1. As quick as possible after entering a trade to sell engough to cover all trading costs after which my entry price becomes my stoploss.
2. Let the balance ride it out with a stop moved up to the next lower low.
That way you get out of all risk in a trade as soon as possible and then your mindset changes completely and allows you to objectively ride it out all the way....
0 Kudos
Not applicable
That sounds fine cash but what do you do in case of losses
0 Kudos
JohnnyCash
Super Contributor
The nature of the question was around when making profit so I just felt it unnecessary to cover a concept that's not under discussion. Levels of reading leave a lot to be desired mmmm??
0 Kudos
Not applicable
Problem with Dougie's system is that it is labour intensive - you need a lot of things to go your way, and you have to spend a lot of valuable gardening time watching shares and making your exit and entry trades, to take your initial profits.
0 Kudos
JohnnyCash
Super Contributor
Agreed. Am just saying there are concepts worth applying in his book and using alerts on ost works fine for me? So no forcing into watching positions like a hawk, that just comes voluntarily!
0 Kudos
john_1
Super Contributor
Thing is you are always most at risk at the point of entry. as you are the furthest away from your stops and your profit target.
0 Kudos
JohnnyCash
Super Contributor
Agreed, and it is setting an adequate stop that is soo important! A stop that will not shake you out unncessarily but will take you out if your trade is wrong! That's the dilemma! U enter a trade and the prices starts to drop all the way down by 10%. Is it just noise, or is it a new trend or bad news coming? A stop of 8% would take you out and a stop of 11% would keep you in. Subsequently the share reverses and shoots up.....

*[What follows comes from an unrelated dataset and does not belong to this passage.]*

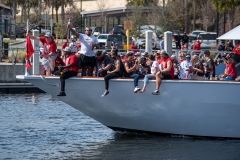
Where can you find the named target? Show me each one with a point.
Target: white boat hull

Just happened to me recently on Aveng. Got in last week on signal @ 5340, stop 4920. 2 days later 4920 alert triggerered and by the time I got to the site was back at 5100, so just a blip. AVeng then continued to slip back to under 5000 and on Tuesday rallied 8% and even more today......
0 Kudos
john_1
Super Contributor
0 Kudos
JohnnyCash
Super Contributor
One of the biggest problems with taking profits and taking profits to soon is that you then automatically start selling your winners and holding on to your losers. A mentality which is also doomed to failure.... Balance is the holy grail.....
0 Kudos
john_1
Super Contributor
True that. If there was one simple answer the market would be our bank account.
0 Kudos
SimonPB
Valued Contributor
John, the market is our bank account. We just don't know the pin.